2.3.3. Strategy for development of NSAIDs with potent anti-AD activity

As described above, NSAIDs have attracted much attention as a new class of drugs for the treatment and prevention of AD. In combination with other studies suggesting that the COX-independent actions of NSAIDs (such as direct binding to γ-secretase, activation of the peroxisome proliferators activated receptor-γPPARγ and resulting inhibition of β-secretase, inhibition of Rho/Rho kinase (Rock) pathway, and activation of nuclear factor-κB (NF-κB)) are involved in the inhibitory effect of NSAIDs on the production of Aβ [30,32,33,109], COX-inhibition and the resulting decrease in the level of PGE2, is also involved in the anti-AD activity of NSAIDs. At present, although the importance of COX-inhibition in the anti-AD activity of NSAIDs is clear, the importance of COX-independent mechanism is not so clear.
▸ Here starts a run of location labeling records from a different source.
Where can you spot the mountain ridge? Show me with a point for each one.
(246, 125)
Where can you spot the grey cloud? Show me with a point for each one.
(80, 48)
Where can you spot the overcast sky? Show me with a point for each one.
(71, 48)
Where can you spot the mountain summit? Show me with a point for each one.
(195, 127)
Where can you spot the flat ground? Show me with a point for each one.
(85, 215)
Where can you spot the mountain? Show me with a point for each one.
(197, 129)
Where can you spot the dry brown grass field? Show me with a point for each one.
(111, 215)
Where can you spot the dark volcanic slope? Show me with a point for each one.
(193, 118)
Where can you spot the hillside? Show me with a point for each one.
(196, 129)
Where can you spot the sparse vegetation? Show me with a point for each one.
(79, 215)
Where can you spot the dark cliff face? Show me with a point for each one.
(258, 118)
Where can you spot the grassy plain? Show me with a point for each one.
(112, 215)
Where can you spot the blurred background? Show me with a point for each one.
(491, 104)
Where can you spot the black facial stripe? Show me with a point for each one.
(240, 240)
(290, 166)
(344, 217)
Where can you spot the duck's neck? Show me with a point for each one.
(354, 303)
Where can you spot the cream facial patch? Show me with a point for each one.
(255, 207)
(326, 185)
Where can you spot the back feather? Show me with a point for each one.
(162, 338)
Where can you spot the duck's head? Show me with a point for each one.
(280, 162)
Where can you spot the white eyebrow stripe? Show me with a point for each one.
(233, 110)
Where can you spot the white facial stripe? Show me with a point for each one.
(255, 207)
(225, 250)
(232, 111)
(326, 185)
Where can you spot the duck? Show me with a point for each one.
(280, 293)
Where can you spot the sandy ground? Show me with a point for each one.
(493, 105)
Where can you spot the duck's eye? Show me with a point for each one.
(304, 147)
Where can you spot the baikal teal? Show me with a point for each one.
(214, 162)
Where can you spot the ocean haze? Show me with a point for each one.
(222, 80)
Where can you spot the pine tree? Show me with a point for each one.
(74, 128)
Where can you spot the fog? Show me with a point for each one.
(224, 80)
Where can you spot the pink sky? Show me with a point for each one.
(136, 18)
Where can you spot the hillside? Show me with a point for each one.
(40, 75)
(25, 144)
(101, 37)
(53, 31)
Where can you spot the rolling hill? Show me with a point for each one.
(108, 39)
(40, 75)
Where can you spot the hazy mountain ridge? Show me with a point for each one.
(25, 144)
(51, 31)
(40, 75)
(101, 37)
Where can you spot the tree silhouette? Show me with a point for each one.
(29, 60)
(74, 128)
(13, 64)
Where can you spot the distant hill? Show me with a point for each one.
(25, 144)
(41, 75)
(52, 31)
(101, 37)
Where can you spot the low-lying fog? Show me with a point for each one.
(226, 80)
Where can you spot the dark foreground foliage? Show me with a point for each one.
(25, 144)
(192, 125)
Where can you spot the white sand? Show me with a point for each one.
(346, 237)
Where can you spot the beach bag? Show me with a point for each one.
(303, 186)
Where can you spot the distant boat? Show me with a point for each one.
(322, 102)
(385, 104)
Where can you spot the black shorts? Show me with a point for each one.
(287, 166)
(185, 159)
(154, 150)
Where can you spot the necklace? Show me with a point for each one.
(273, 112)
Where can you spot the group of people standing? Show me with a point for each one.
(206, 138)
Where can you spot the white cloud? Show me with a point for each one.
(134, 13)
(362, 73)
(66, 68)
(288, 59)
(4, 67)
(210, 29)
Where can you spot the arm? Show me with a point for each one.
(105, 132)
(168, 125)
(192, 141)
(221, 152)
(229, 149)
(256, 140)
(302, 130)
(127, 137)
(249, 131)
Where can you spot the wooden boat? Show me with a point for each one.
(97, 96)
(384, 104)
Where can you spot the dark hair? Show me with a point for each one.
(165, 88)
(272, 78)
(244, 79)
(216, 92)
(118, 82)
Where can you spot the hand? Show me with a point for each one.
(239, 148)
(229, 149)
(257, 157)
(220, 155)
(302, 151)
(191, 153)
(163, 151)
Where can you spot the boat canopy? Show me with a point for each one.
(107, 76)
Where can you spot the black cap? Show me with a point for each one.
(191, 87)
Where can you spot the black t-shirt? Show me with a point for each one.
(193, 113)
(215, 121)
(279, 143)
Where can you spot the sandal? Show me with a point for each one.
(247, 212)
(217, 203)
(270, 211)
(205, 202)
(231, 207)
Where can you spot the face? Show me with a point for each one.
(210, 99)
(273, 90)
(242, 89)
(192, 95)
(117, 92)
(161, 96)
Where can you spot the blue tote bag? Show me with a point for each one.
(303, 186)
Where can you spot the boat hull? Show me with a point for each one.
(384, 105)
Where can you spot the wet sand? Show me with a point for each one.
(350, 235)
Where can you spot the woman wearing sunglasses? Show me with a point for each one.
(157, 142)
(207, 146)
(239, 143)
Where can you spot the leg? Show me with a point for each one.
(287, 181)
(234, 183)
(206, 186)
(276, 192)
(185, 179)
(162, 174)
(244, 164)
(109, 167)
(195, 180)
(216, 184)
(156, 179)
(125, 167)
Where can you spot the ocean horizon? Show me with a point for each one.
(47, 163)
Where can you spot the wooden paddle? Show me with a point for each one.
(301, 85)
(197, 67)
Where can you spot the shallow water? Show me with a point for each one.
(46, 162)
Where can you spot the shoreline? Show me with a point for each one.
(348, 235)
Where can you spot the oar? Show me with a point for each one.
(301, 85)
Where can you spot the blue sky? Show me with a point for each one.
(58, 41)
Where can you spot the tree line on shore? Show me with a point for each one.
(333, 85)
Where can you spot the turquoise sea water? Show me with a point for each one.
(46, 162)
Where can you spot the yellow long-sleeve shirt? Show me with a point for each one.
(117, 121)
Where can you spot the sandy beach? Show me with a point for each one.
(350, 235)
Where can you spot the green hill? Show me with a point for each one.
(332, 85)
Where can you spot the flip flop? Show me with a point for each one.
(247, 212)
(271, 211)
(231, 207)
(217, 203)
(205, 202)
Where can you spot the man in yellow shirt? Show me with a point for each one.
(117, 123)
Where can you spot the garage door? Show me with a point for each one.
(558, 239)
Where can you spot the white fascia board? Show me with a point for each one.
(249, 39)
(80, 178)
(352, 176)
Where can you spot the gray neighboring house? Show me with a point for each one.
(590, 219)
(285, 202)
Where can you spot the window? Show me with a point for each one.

Identification of important mechanism for anti-AD activity of NSAIDs is required for establishing the strategy for development of NSAIDs with potent anti-AD activity.

3. Conclusions

Results of our recent studies reviewed in this article suggest that both COX-dependent and COX-independent mechanisms are involved in various pharmacological activities of NSAIDs. I want to also note that examination of the action of existing pharmacological agents (such as NSAIDs) reveals various physiological mechanisms, such as contribution of TJs to migration of cells and contribution of receptor internalization to production of Aβ.